The debt ceiling cannot go unattended. Doing so would mean we default on our obligations — in direct violation of the Constitution’s 14th Amendment. Moreover, default spells economic catastrophe.

If I were an elected politician, I would truly hate for such a cataclysm to occur on my watch … you know?

Thus, we well might be closer to a deal that Republicans are suggesting, with their yammering about Joe Biden heading off to an overseas conference. Hey, he’s coming back sooner than planned to work things out.

johnkanelis_92@hotmail.com

Debt-ceiling fight enters critical phase

Congress and the White House are fighting over an issue that doesn’t deserve this level of political bloodshed.

I refer to the debt ceiling. Congress should increase it as it has done always since the beginning of the Republic. But no-o-o-o! The Republican caucus in Congress, led by the MAGA cultists among its members, are seeking to make some sort of idiotic statement about the need to cut spending before increasing the ceiling.

How can I state this more clearly: If the nation defaults on its debts, the economy is going to crash; we will lose millions of jobs; interest rates will skyrocket; the world will feel the pain this nation will inflict on itself.

Do congressional MAGA cultists really believe this is sound fiscal policy? It is nothing of the sort!

I say all this as a way to suggest that I believe President Biden and the congressional leadership are going to find a solution before the June 1 deadline believed to be when the ceiling must be lifted.

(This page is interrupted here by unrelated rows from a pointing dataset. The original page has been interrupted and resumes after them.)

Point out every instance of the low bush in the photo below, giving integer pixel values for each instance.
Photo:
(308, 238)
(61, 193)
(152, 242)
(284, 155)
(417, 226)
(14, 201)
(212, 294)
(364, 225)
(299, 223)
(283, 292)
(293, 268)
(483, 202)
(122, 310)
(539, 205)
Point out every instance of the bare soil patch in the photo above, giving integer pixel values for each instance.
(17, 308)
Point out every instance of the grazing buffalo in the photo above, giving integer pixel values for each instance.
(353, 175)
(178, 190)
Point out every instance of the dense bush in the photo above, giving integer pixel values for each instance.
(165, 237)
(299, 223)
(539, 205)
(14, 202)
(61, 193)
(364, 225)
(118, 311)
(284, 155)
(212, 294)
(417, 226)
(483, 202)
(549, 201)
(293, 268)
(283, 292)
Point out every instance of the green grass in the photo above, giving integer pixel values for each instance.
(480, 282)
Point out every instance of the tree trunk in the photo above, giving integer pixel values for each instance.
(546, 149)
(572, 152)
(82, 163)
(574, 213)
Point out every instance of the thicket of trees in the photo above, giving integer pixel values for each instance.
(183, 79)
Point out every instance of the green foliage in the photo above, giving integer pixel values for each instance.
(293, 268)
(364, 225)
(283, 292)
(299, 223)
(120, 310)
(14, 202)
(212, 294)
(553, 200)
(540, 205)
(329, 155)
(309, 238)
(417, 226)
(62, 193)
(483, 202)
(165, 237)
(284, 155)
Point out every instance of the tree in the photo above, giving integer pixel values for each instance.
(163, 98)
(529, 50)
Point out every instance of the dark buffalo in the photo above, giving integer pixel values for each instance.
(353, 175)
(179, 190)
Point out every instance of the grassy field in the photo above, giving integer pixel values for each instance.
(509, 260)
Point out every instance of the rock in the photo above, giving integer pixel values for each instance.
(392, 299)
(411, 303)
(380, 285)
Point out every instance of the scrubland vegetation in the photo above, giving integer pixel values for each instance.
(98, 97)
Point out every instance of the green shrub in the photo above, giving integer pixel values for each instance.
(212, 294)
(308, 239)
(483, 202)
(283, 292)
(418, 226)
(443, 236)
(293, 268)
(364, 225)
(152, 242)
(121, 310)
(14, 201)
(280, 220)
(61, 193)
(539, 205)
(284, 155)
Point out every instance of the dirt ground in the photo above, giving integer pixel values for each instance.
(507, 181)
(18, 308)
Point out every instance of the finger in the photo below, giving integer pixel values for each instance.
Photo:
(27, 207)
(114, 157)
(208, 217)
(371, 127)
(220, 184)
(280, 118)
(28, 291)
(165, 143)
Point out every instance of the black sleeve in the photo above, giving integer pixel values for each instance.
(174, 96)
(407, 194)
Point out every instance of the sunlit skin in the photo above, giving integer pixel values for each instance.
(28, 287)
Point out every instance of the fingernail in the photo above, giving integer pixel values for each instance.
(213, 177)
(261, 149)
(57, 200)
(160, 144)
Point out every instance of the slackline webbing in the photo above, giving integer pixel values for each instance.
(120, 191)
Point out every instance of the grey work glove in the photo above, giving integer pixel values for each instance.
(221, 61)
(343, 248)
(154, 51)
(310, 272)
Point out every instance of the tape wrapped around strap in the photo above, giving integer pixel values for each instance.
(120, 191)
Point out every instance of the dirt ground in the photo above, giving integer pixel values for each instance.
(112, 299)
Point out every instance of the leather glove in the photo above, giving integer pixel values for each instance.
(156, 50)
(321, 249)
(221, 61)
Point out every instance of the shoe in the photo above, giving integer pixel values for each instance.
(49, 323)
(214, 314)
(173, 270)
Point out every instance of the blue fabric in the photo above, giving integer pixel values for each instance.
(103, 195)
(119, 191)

If they do, and I believe it will happen, we are surely going to be treated with all kinds of back-slapping, high-fiving and self-congratulations from our political leaders over the courage they showed in ending this crisis.

It’s all crap!

I am afraid that the end will last only until the next debt-ceiling crisis arrives.

johnkanelis_92@hotmail.com

Constitution lays it out there

Section 4 of the 14th Amendment to the U.S. Constitution, speaks with crystal clarity about how our government must treat the debt it owes.

Here is what it says: “The validity of the public debt of the United States, authorized by law, including debts incurred for payment of pensions and bounties for services in suppressing insurrection or rebellion, shall not be questioned.”

Wow, man. “Shall not be questioned,” the amendment states.

You know what this means? It means that the Republican dodge in demanding spending cuts before approving an increase in the debt ceiling is, um, an unconstitutional tactic.

President Biden is in the middle of talks with congressional leaders of both parties. He met with them in the Oval Office the other day. They’re planning another meeting on Friday. He said he is “considering” invoking the 14th Amendment if he and the GOP cannot reach an agreement on the debt ceiling.

I am not a constitutional scholar, but I certainly know a declarative statement when I see one.

Section 4 of the 14the Amendment is as declarative statement as anything I can find in the Constitution.

Joe Biden is as fluent in constitutional language as any man who’s ever held the office of president. Mr. President, you need to remind your congressional colleagues of what the nation’s governing document tells them.